Diante de todo esse material, vídeo editado, visto, revisto, ajustado, decidi leva-lo para mãe Té dar o parecer final para iniciar a divulgação mundial e ela me recebeu com todas as honras, chamou as gêmeas Cunça e Cinça para me servir um café com bolachas, sentamos numa pequena sala de sua residência, liguei a filmadora e rodei o filme. A atenção de mãe Té era total. As gêmeas também olhavam com todo esmero. Um silêncio sereno. Só ouvíamos as imagens, o locutor, as músicas, todo o relato. Foram 26 minutos de uma concentração plena. Em seguida coloquei os créditos finais, o meu nome, claro, como editor e do da mãe Té como orientadora, líder espiritual da comunidade em apreço.

Fiquei na expectativa do que ela falaria e não adiantei qualquer pergunta para não direcionar seu pensamento. As mabaças permaneciam ao seu lado de cabeças baixas também esperando a fala da sábia rezadeira.

Ela começou: - Achei de muito bom gosto, um documentário valioso e bem feito. Quero lhe parabenizar por esse feito, não sei se alguém daqui da comunidade seria capaz de fazer melhor, havendo apenas um senão, uma correção, que é pequena e não mudará nada nas imagens, apenas na locução e nos letreiros, também no título, pois, pois o senhor colocou como sendo “Um canto para levantar a morte” ou acordar a morte, como bem entenda, mas, o defunto não era Ela.

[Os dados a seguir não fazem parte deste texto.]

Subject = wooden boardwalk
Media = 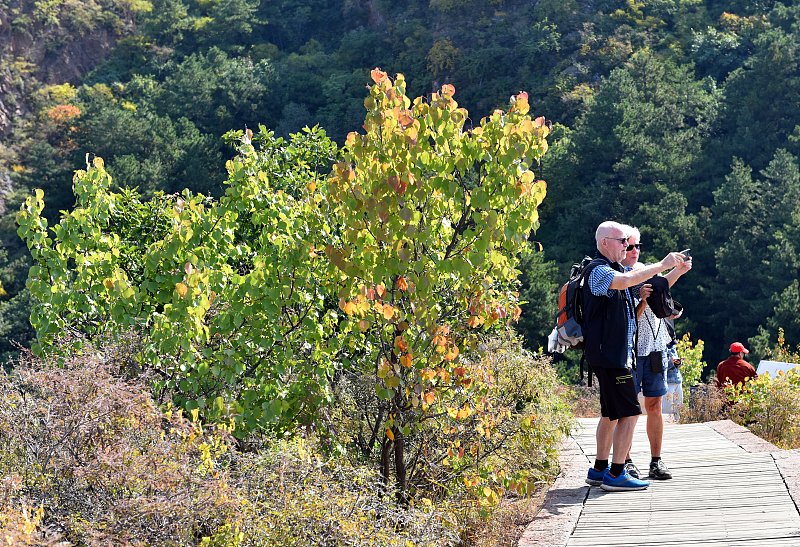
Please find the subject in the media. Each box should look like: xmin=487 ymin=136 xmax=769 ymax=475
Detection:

Abismei. Cocei o cavanhaque de minha barba, observei que as gêmeas tinham levantado as cabeças e me miravam, e disse: - Mãe Té...eu vi a morte levantando do caixão, ví a morte dançando no salão com as sambadeiras, gravei Ela dizendo que não queria ficar no mundo dos vivos..., como não era a morte.

- Meu filho, quem estava alí, no papel da morte era o amor, ou melhor dizendo, uma mulher daqui do Matadouro, nossa conhecida, que morreu por amor.

- Mãe, eu vi a morte dançar, rodopiar os pés no chão do salão e retornar a tumba.

- Você viu a capa da morte, a roupa exterior da morte, o capuz, o cajado, mas, quem estava ali dentro era a mulher esqueleto que morreu por amor. Então, era ao amor que cantamos, que louvamos e que sepultamos.

- Seria o fim... balbuciei...sepultar o amor, pois, parece-nos eterno, permanente, perene como as águas de um lago que nunca secam e assim é cantado por todos os poetas.

- Cantado enquanto dura. A mulher é a guardiã dos ciclos da vida e da morte. Quando há desilusão, quando se é abandonada como foi minha comadre, jogada no despenhadeiro, chora-se, definha-se e sem ter forças para uma reposição seca-se e morre. Vira esqueleto.

- É o fim definitivo...comentei baixinho.

- Não. Encerra-se um ciclo e vai começar outro com seus ancestrais. Ciclo vida-morte-vida. Sempre foi assim no mundo e continuará sendo. Quantos poetas também louvaram esse desprezo e a renovação? Milhares. Então, sugiro que se mude o título do vídeo, providencie outra locução trocando-se a palavra morte por amor ou um complemento.

As gêmeas balançaram as cabeças de cima para baixo e vice versa como se dissessem que eu deveria fazer o que a mãe recomenda.

Não tiver alternativa. As gêmeas são a energia da alma. Teria que obedecer. Recontratei o locutor, refiz a fala e finalmente o vídeo ficou pronto com o novo título: “Um canto para levantar a morte do amor”.